Another stand-out work is Koichi Ishino’s Wind stone – earth and sky, a fastidiously crafted combination of granite and stainless steel: a play of sharp angles and reflections, in which viewers are confronted with vivid fragments of the sky, the landscape and themselves.
A local work that attracted a lot of favourable comment was Jean-Marc Rivalland’s Breaking wave, a broken cylinder of gleaming corrugated iron lying on the sand near the shore line. From one end a spiral conjured up the movement of a wave unfurling into the tube shape familiar to board riders. The iron itself is reminiscent of so many buildings of the Australian bush and suburbs. It looks as if the piece has been snapped off some larger structure and washed ashore. The only drawback is that Rivalland has made the underlying armature from ply-wood, which will deteriorate if the work is exposed to the elements for any length of time. It means that a sculpture that looks completely at home out-of-doors really needs to remain under cover.
Some might argue that the gradual deterioration of a work of art is a natural process and need not be feared. This is certainly the case for a piece called Huddle by Elizabeth Riley, which features a group of figures made from interwoven grape vines. The fragile nature of the group is part of its charm.

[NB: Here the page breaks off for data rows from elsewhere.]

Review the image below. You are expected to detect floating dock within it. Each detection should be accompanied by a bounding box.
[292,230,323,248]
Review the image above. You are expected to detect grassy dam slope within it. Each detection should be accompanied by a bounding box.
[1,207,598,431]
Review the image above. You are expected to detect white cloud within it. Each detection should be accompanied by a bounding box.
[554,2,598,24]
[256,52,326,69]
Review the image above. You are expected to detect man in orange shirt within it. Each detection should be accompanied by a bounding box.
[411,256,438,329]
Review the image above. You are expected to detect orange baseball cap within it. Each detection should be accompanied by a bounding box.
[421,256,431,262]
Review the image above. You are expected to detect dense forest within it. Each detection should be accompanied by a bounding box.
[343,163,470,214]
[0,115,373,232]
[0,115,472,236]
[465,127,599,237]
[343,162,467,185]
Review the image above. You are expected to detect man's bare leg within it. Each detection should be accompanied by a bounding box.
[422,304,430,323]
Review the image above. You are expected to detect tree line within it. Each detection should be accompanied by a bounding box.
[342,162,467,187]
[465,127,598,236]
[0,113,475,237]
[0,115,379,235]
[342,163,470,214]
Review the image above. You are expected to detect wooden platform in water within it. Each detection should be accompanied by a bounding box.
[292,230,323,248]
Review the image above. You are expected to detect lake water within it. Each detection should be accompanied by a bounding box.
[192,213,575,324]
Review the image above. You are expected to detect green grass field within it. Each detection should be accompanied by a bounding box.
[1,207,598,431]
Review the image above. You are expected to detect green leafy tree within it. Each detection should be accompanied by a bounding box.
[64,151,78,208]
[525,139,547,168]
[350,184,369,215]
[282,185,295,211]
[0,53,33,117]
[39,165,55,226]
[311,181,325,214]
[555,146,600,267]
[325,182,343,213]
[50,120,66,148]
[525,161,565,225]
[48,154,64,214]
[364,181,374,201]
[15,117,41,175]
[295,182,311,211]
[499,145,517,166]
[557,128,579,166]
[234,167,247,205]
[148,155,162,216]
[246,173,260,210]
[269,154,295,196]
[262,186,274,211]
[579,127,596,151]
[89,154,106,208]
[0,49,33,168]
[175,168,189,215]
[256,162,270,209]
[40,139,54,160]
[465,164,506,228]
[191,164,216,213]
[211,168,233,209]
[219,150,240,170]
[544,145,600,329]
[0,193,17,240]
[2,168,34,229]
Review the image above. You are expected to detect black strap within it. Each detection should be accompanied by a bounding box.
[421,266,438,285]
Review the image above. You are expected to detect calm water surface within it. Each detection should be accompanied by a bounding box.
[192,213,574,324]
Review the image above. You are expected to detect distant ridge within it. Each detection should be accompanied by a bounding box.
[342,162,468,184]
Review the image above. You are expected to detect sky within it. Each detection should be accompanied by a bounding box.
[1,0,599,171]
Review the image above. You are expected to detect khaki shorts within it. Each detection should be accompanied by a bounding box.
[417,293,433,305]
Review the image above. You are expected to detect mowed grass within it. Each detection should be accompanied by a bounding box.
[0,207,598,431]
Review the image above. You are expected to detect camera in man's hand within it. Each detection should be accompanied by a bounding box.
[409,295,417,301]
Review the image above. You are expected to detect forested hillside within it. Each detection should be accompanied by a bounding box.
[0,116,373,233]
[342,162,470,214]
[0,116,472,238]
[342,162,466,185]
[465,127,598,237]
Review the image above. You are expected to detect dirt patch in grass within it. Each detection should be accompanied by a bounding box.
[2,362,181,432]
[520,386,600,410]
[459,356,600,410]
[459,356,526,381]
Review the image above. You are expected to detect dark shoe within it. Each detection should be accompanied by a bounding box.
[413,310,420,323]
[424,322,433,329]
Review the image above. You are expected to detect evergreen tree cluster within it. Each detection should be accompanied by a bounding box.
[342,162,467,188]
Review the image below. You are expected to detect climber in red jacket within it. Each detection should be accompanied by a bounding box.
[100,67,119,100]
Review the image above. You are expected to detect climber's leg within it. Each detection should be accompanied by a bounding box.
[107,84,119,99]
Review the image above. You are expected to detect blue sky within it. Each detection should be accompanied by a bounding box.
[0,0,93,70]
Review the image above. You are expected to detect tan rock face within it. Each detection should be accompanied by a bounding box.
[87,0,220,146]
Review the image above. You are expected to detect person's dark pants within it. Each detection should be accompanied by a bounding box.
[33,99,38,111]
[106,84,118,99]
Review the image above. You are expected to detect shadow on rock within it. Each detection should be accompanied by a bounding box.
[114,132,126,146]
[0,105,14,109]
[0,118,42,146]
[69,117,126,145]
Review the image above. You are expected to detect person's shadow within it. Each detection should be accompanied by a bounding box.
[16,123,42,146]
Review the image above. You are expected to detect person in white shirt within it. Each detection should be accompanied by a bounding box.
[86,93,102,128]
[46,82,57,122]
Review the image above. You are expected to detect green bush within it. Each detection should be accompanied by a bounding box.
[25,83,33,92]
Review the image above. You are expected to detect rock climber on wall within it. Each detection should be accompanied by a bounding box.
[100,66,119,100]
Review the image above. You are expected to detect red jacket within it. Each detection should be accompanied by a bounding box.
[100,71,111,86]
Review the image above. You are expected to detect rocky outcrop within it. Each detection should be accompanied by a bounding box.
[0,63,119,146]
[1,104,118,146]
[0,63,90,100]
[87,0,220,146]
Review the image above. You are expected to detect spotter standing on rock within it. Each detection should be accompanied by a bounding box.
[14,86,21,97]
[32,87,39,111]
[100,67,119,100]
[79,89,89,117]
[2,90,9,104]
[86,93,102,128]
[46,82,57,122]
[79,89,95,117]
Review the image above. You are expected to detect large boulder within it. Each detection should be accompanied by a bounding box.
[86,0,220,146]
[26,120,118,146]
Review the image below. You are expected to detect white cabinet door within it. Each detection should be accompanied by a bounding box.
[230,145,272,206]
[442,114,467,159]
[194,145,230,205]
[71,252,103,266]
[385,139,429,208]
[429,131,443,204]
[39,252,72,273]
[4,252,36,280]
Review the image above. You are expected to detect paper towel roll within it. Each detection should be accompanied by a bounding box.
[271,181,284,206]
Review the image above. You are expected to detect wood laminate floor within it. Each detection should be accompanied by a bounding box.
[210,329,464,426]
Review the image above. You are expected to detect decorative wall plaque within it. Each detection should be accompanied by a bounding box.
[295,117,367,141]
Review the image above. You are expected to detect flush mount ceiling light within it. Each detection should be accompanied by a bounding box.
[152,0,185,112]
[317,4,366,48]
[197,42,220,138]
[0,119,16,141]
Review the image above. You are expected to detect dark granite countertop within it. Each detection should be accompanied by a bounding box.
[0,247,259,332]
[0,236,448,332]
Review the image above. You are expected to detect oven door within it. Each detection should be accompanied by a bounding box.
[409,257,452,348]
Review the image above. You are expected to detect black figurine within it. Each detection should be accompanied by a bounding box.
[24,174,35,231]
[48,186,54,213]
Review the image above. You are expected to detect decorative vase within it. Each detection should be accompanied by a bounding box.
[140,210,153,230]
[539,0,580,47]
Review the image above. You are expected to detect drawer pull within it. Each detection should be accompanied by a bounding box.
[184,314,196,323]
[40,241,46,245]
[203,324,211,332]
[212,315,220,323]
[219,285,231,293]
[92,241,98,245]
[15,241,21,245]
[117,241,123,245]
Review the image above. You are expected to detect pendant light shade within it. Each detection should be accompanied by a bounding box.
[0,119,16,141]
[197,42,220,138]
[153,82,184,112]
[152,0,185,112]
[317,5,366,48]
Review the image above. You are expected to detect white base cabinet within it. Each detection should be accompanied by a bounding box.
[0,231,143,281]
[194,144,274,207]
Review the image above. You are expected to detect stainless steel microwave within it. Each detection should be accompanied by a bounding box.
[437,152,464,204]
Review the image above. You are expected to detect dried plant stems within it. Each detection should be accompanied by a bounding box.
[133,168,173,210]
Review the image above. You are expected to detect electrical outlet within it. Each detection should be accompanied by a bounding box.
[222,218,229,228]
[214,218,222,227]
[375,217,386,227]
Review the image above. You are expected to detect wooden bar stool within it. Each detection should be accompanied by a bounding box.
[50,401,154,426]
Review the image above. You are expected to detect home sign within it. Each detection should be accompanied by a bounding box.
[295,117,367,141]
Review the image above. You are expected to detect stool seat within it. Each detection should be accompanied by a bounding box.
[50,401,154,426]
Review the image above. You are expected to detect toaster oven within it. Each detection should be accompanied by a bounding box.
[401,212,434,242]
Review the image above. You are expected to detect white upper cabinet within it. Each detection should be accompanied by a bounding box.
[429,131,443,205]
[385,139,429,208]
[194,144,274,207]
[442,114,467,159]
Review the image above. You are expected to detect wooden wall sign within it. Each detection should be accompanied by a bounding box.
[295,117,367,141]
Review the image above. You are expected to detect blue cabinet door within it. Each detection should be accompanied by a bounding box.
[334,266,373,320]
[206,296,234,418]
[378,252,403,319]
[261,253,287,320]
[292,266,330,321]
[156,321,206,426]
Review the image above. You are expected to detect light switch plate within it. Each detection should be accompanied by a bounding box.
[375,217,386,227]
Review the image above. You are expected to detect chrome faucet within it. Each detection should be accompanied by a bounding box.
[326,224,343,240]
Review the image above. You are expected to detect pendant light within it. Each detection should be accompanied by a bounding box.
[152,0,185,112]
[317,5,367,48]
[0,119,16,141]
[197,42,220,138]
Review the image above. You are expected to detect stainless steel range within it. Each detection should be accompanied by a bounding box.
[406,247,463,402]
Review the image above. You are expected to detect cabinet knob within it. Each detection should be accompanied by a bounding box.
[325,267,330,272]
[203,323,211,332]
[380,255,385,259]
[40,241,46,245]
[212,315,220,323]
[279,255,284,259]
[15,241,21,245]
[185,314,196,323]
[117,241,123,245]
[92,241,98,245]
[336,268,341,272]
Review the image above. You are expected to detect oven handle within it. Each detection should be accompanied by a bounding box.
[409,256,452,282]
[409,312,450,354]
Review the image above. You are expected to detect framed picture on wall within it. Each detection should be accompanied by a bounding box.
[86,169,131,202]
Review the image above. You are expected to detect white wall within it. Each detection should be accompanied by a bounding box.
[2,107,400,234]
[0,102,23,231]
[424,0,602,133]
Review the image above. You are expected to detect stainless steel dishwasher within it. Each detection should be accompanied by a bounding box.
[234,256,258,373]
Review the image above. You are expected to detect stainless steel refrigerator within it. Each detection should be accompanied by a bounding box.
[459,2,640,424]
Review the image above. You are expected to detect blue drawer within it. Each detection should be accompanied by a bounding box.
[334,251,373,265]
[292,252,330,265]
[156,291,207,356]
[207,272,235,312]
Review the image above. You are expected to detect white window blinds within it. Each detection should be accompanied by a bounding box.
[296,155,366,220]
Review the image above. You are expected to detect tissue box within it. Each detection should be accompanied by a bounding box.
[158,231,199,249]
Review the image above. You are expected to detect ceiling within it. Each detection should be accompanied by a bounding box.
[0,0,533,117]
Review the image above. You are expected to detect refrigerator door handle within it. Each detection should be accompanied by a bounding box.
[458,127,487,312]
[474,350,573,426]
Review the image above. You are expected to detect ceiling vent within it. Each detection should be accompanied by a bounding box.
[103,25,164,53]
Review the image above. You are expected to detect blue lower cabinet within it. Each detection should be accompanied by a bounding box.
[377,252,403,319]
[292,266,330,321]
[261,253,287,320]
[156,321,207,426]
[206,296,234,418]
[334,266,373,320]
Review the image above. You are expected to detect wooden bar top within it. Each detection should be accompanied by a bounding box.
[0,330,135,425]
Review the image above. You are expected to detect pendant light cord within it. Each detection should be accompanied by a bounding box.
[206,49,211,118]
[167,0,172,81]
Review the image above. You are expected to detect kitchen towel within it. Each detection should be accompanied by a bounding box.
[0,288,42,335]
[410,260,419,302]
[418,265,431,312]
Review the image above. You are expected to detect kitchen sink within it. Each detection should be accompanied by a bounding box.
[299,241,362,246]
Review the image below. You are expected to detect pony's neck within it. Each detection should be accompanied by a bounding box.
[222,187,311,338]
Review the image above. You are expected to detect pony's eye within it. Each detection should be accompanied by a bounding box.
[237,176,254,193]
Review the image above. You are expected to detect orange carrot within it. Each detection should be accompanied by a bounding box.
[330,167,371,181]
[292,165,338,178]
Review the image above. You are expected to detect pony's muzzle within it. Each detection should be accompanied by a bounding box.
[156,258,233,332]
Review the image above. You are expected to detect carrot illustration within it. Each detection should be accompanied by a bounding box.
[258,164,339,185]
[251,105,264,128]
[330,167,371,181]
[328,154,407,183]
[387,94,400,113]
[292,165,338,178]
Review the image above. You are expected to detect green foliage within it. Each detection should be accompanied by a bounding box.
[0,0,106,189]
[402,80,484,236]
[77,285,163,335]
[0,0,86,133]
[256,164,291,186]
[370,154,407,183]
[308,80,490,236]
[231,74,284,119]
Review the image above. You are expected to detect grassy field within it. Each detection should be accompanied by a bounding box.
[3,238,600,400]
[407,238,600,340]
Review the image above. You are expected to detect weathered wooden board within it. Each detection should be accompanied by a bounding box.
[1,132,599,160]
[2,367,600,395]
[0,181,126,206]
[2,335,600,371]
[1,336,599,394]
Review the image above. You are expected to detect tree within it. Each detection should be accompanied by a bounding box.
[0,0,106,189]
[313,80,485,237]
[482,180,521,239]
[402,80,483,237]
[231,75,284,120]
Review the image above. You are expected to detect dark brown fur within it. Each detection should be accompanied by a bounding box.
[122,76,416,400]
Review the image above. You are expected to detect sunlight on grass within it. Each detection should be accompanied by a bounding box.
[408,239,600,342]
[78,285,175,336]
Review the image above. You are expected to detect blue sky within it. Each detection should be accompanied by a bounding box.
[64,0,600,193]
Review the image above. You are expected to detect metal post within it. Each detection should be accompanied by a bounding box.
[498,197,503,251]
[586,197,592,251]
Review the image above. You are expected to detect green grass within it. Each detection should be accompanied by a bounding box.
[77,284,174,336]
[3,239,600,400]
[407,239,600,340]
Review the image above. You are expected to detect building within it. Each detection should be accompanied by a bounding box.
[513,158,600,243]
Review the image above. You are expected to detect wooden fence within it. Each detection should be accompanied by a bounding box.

This is an exception to the usual rule. More than most art forms, sculpture expresses a deep-seated desire for longevity. This is certainly the case with Uchida’s granite carvings, and some of the other more substantial pieces. The works will endure long after their creators have disappeared. Such pieces embody a dream of immortality, tangible monuments to an artist’s vision and talents. For no matter how much is written about a sculptor, whether his name be Ushio, Rivalland or Bass, it is only when we stand in front of the work itself that we know instinctively what it’s all about.